Selecting fast folding proteins by their rate of convergence
Dmitry K. Gridnev, Pedro Ojeda-May, Martin E. Garcia

TL;DR
This paper introduces a novel, efficient method to predict good protein folders by analyzing their initial dynamical trajectories, applicable across various models without prior native state knowledge.
Contribution
It presents a new approach based on the rate of convergence of amino acid sequences, significantly reducing computational time and identifying promising folding sequences.
Findings
Successfully identified new good folders in lattice and off-lattice models
Determined optimal folding temperature efficiently
Reduced computational effort by 3-4 orders of magnitude
Abstract
We propose a general method for predicting potentially good folders from a given number of amino acid sequences.
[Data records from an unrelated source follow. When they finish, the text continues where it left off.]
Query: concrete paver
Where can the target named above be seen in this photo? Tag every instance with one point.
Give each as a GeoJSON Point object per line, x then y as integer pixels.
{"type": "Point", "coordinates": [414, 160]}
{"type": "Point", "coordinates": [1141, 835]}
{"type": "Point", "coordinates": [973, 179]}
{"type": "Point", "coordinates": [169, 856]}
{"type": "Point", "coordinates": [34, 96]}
Our approach is based on the calculation of the rate of convergence of each amino acid chain towards the native structure using only the very initial parts of the dynamical trajectories. It does not require any preliminary knowledge of the native state and can be applied to different kinds of models, including atomistic descriptions. We tested the method within both the lattice and off-lattice model frameworks and obtained several so far unknown good folders. The unbiased algorithm also allows to determine the optimal folding temperature and takes at least 3--4 orders of magnitude less time steps than those needed to compute folding times.